Je nachdem, wie stark wir aktuellen Konsum gegenüber dem künftigen Konsum bevorzugen, sind wir mehr oder weniger ungeduldig. Weniger ungeduldige Menschen sind eher bereit, länger auf einen Konsum zu warten, was sich positiv auf ihre Sparbereitschaft auswirkt. Ungeduldigen Menschen fällt das Sparen schwerer. Sie rauchen auch mehr, weil für sie der unmittelbare Genuss des Rauchens tendenziell wichtiger ist als das Krankheitsrisiko in der Zukunft.
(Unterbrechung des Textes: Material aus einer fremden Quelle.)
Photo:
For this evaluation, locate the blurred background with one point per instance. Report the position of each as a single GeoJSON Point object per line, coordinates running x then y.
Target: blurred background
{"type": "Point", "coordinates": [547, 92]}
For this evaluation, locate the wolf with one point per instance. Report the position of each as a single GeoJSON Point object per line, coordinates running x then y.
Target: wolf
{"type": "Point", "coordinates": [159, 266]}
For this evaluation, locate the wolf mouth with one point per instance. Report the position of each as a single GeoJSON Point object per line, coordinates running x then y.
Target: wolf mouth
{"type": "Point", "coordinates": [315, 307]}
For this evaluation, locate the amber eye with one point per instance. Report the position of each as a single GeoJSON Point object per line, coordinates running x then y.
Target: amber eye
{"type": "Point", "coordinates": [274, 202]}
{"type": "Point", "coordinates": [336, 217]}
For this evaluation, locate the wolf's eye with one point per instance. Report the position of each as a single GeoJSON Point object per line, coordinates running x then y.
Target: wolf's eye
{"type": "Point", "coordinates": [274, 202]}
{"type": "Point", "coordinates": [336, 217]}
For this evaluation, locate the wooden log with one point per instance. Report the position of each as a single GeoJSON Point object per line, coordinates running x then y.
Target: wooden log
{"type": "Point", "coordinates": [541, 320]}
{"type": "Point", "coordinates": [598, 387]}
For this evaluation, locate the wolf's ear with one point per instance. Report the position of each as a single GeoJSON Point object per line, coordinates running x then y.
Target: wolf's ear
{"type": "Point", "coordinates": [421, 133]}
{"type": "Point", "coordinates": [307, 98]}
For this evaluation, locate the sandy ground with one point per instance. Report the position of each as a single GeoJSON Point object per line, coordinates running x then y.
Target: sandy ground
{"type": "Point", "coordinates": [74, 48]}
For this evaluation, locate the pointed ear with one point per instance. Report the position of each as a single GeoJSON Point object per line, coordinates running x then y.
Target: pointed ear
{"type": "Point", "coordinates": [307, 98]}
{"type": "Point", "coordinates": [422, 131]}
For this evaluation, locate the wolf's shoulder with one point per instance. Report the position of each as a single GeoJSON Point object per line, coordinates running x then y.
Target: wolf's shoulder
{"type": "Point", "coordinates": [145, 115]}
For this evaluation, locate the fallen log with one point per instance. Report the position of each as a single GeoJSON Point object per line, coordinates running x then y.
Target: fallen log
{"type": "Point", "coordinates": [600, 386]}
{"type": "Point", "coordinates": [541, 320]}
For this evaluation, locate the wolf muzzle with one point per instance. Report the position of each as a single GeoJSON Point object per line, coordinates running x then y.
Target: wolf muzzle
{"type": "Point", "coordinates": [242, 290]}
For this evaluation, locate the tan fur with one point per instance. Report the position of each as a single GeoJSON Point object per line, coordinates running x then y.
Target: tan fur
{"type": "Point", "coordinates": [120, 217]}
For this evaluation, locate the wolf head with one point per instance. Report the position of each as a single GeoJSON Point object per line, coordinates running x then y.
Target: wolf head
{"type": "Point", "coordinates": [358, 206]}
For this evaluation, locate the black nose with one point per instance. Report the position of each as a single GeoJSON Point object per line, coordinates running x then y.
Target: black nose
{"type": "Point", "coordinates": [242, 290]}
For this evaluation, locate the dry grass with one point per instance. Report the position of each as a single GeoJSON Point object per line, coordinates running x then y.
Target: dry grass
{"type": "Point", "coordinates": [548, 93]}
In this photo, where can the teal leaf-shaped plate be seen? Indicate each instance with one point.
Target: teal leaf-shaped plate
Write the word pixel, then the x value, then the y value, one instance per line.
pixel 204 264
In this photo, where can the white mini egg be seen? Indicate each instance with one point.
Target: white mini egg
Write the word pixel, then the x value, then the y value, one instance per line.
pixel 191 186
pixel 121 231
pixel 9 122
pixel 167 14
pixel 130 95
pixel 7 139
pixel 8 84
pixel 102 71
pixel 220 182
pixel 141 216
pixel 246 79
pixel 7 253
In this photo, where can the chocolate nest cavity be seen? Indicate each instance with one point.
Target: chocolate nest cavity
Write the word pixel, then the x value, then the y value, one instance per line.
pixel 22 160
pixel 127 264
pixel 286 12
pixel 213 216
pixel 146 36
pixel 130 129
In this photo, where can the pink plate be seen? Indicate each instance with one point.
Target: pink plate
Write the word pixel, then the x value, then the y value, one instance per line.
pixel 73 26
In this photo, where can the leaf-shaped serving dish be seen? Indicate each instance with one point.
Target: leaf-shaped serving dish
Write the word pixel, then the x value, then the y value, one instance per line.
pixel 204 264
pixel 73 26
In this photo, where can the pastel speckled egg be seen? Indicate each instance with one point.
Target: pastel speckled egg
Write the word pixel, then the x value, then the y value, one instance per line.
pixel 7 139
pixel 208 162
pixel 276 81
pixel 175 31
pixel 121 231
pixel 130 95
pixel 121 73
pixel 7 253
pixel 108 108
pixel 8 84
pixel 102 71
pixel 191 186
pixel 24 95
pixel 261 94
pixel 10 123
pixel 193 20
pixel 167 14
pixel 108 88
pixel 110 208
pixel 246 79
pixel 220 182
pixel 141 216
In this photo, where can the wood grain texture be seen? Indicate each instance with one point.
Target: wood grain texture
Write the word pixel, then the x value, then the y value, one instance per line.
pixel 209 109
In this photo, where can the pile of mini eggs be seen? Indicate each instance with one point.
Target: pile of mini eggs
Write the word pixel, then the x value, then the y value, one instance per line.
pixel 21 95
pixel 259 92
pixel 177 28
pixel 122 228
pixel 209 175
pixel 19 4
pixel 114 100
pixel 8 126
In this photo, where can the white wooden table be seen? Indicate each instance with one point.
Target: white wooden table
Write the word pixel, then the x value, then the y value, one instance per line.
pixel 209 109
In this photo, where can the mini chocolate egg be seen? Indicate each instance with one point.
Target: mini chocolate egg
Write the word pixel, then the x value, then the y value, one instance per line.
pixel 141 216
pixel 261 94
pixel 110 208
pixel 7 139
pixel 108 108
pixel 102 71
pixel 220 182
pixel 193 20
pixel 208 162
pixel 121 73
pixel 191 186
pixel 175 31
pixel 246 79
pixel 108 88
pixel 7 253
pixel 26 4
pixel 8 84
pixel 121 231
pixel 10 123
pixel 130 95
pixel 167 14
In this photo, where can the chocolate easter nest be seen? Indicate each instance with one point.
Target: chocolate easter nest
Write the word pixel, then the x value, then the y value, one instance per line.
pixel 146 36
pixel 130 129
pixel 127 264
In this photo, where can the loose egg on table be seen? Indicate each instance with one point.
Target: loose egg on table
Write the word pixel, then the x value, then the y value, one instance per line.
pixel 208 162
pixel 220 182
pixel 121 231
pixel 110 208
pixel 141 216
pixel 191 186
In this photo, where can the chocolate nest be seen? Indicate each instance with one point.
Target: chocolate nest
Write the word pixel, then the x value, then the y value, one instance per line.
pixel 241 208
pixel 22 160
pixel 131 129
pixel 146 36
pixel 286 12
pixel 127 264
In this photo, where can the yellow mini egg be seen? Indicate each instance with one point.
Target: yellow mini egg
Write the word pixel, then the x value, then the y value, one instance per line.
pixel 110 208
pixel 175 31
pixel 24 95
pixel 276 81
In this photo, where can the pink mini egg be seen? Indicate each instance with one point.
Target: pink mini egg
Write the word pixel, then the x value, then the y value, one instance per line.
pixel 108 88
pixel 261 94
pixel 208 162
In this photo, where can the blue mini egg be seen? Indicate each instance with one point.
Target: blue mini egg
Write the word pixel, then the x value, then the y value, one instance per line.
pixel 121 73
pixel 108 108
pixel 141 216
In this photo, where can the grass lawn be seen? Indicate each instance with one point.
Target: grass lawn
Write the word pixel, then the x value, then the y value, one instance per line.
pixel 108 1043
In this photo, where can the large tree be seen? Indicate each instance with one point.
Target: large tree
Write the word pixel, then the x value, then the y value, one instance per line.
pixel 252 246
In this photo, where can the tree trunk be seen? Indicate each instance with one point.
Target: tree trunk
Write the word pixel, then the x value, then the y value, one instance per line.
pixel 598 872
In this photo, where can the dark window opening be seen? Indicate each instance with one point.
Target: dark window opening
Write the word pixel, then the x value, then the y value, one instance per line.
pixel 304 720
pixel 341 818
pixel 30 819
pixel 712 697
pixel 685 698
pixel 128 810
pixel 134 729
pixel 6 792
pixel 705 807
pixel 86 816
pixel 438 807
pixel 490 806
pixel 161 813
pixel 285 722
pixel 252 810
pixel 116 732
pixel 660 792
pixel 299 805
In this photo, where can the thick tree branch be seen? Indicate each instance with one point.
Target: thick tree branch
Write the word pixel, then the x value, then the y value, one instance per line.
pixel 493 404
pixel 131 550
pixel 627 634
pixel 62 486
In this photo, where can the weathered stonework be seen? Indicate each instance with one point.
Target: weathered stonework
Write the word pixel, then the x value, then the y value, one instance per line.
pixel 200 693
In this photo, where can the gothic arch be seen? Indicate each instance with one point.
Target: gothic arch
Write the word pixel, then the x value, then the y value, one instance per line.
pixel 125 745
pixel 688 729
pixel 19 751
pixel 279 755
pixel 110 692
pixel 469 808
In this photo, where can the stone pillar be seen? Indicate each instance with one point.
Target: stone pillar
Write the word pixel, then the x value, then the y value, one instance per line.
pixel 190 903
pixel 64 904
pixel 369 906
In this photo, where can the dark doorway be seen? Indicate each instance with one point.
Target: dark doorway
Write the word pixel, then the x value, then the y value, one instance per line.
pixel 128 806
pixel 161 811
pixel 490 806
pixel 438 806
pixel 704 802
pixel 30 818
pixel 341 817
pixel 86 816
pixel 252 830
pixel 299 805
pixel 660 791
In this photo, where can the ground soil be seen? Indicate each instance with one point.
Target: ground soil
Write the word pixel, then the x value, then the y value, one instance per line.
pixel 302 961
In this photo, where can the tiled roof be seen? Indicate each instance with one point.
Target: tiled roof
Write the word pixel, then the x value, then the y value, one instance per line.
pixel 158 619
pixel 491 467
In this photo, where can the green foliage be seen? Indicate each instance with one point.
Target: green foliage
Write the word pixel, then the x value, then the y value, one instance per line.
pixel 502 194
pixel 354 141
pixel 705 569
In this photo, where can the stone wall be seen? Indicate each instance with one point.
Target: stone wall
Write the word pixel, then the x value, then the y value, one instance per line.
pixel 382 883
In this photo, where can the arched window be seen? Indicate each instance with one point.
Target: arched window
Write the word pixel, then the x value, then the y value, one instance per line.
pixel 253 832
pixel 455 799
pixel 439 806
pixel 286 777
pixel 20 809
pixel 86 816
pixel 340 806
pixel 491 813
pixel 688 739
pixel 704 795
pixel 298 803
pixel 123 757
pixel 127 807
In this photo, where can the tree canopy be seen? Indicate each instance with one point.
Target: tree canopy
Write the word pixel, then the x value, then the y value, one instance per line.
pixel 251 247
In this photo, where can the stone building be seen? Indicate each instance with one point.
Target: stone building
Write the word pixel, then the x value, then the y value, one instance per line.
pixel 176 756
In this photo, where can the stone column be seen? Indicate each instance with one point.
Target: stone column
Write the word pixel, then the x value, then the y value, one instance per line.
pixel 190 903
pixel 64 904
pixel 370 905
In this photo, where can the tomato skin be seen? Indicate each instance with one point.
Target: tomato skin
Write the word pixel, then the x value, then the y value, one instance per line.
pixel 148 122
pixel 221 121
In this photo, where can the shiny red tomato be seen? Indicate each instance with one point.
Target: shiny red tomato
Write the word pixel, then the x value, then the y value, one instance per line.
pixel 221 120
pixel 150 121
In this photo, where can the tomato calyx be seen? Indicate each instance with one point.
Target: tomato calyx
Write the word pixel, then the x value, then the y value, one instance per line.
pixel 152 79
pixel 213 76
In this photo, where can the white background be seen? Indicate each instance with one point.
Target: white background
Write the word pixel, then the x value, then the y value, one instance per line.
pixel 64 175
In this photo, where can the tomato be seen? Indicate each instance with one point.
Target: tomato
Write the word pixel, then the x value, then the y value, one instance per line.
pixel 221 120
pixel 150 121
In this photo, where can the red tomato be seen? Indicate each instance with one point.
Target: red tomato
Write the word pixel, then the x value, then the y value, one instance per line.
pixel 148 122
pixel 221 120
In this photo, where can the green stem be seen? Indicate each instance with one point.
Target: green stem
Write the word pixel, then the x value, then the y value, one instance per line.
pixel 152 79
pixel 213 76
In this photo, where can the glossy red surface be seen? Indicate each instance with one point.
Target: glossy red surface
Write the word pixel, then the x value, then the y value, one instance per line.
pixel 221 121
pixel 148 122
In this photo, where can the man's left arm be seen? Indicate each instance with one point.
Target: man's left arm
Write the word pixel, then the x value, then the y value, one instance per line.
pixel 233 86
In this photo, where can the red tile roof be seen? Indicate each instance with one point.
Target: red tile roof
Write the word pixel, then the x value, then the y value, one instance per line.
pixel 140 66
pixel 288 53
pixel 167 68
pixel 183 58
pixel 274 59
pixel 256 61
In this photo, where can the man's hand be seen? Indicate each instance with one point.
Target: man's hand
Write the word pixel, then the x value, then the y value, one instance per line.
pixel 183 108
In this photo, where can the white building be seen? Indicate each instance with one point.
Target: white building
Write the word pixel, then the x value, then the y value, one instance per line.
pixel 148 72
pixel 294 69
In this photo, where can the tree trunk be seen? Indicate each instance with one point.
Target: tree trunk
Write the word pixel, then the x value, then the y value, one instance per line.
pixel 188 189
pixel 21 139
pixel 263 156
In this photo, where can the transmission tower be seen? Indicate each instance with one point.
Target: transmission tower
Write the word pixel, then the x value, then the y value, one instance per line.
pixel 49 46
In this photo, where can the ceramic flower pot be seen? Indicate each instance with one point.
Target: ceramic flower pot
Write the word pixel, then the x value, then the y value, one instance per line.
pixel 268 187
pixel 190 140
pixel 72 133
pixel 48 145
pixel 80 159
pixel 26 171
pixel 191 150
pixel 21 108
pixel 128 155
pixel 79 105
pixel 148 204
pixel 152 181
Zeitpräferenz und Zins am Kapitalmarkt sind verwandt, aber nicht identisch. Der Zins gibt an, wie viel dem Markt ein Euro heute zu einem zukünftigen Zeitpunkt wert ist. Die Zeitpräferenz ist eine individuelle Präferenz und kann sich von Mensch zu Mensch unterscheiden. Sie ist zum Beispiel ausschlaggebend dafür, ob ein Mensch, wenn der jährliche Zinssatz bei 5 Prozent liegt, lieber jetzt 1 000 Euro nimmt oder in einem Jahr 1 050 Euro.